Despite progress transparent and efficient government procurement rules remain a global challenge
Public procurement rules and practices remain inefficient in large swathes of the world, despite government efforts towards efficiency in delivering better services to their citizens, says the latest edition of the World Bank Group’s Benchmarking Public Procurement (BPP) report.
Accessibility and transparency of public procurement rules and practices remain limited, depriving many small and medium firms of the opportunity to bid for service contracts for government and other public sector institutions, finds Benchmarking Public Procurement (BPP) 2017, which assesses public procurement regulatory systems in 180 economies.
The worldwide public procurement market is estimated at approximately US$9.5 trillion each year. Of this, developing countries spend an estimated $820 billion a year worth of citizens funds, about 50 percent or more of their total government expenditure, on procuring goods and services that range from food for welfare programs, to wiring for electrical grids that power homes and businesses. Government procurement can average as much as 16 percent of GDP in the European Union to 33 percent in Eritrea.
Public procurement markets, therefore, represent huge opportunities to boost competition and economic growth.
An e-procurement system, for example, benefits the private sector as well as governments by making procurement more transparent and fair. However, the report finds that in 15 percent, or 25, of the economies measured by the report, an electronic portal dedicated to procurement does not even exist. Moreover, in the economies that do have such portal, a wide gap exists between economies that have sophisticated e-procurement platforms offering a range of services and ones that only use the internet to publish basic information such as procurement laws.
Publicizing future procurement opportunities, electronic submission of bids and public announcements of tender awards are other best practices that could be more widely adopted, says the report.
Providing information such as procurement plans during the pre-tendering phase online, can help suppliers when planning their sales strategies and preparing their bids.
Only 74 economies publish procurement plans online. More surprisingly, in only 24 of those does the law expressly mandate that such information be made available electronically.
“As large buyers, governments and the public sector are an important source of business for the private sector, which, in turn, is an important source of jobs for citizens. A fair and open government procurement process can be a vital stimulant for a well-functioning economy in which all stakeholders – governments, private enterprise and citizens – thrive,” saidAugusto Lopez-Claros, Director of the World Bank’s Global Indicators Group, which produces the report.

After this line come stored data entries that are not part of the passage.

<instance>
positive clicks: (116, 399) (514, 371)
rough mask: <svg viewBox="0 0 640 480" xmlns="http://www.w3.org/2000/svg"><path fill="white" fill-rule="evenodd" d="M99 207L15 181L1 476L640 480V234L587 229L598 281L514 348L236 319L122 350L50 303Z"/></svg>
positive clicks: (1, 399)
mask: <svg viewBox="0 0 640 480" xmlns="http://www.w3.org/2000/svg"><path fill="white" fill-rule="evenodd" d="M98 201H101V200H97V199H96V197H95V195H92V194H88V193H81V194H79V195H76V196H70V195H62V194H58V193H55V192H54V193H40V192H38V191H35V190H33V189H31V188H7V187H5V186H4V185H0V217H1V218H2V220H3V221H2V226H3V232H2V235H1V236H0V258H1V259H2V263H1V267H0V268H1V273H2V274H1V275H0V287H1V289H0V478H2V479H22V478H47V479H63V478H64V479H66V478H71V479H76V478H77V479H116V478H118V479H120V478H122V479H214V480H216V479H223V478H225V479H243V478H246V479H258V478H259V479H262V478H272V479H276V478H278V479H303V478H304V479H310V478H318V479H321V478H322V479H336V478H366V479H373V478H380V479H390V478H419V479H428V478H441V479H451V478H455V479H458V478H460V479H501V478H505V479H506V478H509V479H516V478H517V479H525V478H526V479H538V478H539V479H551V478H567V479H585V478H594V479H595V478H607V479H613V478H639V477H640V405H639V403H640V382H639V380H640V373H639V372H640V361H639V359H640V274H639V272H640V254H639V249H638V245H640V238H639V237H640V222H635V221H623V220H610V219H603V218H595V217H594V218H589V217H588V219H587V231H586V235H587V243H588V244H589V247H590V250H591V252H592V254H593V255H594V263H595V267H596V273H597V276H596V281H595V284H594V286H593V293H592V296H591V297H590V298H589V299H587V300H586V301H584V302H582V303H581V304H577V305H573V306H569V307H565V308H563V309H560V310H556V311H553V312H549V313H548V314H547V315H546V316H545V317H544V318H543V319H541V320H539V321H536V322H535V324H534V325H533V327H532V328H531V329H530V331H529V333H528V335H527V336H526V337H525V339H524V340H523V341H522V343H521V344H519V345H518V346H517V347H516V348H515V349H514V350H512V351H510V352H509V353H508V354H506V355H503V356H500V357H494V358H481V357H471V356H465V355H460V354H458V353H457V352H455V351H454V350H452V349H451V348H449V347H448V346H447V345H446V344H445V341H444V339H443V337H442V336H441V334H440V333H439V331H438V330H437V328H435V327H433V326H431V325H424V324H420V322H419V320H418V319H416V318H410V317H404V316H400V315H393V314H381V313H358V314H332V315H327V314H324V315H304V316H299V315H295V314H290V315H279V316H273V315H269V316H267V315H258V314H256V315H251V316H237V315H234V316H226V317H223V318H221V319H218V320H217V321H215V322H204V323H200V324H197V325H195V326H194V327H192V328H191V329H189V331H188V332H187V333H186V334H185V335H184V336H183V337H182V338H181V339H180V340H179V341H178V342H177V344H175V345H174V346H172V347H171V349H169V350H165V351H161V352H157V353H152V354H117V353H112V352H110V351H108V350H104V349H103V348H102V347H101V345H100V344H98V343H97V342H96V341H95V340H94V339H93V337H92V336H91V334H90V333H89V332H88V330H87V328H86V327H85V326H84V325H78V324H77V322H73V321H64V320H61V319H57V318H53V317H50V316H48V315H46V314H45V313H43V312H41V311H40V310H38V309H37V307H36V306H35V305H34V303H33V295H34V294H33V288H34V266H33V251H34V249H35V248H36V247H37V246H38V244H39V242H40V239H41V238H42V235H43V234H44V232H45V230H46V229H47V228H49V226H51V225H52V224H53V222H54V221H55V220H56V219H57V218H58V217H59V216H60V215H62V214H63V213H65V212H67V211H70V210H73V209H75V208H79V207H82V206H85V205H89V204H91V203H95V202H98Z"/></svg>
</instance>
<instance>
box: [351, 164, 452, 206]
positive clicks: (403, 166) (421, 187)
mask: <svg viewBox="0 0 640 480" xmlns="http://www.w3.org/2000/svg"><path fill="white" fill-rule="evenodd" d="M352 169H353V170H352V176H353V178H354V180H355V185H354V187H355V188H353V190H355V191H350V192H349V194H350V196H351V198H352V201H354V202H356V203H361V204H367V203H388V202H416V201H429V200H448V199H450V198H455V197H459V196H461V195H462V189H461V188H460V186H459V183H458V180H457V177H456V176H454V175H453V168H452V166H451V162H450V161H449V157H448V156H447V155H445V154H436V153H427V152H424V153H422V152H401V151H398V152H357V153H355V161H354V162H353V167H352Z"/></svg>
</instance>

Private sector firms wishing to participate in government contracting also face significant challenges on the financial aspects of the procurement process. Bid security is an essential element of the procurement process as they ensure serious offers. They are required in most economies measured. While there is no clear good practice as to the amount that should be requested, there is agreement that it should not be set so high as to hinder participation or so low as to allow frivolous offers. In 31 economies, the amount of bid security requested from bidding firms is left completely to the discretion of the procuring entity, finds the report.
Payment delays by procuring entities are also common and constitute a major deterrent for small and medium enterprises to take part in the government procurement market. The report finds that payments are timely in only one-third of the economies measured, and delays can range from 30 to more than 180 days.
An efficient procurement system should also include a well-functioning component to address complaints or challenges from bidders on any aspect of the procurement process, including final contract awards. The report finds that bungled complaint mechanisms remain prevalent across economies of all income groups and appeal costs are often prohibitive for bidders.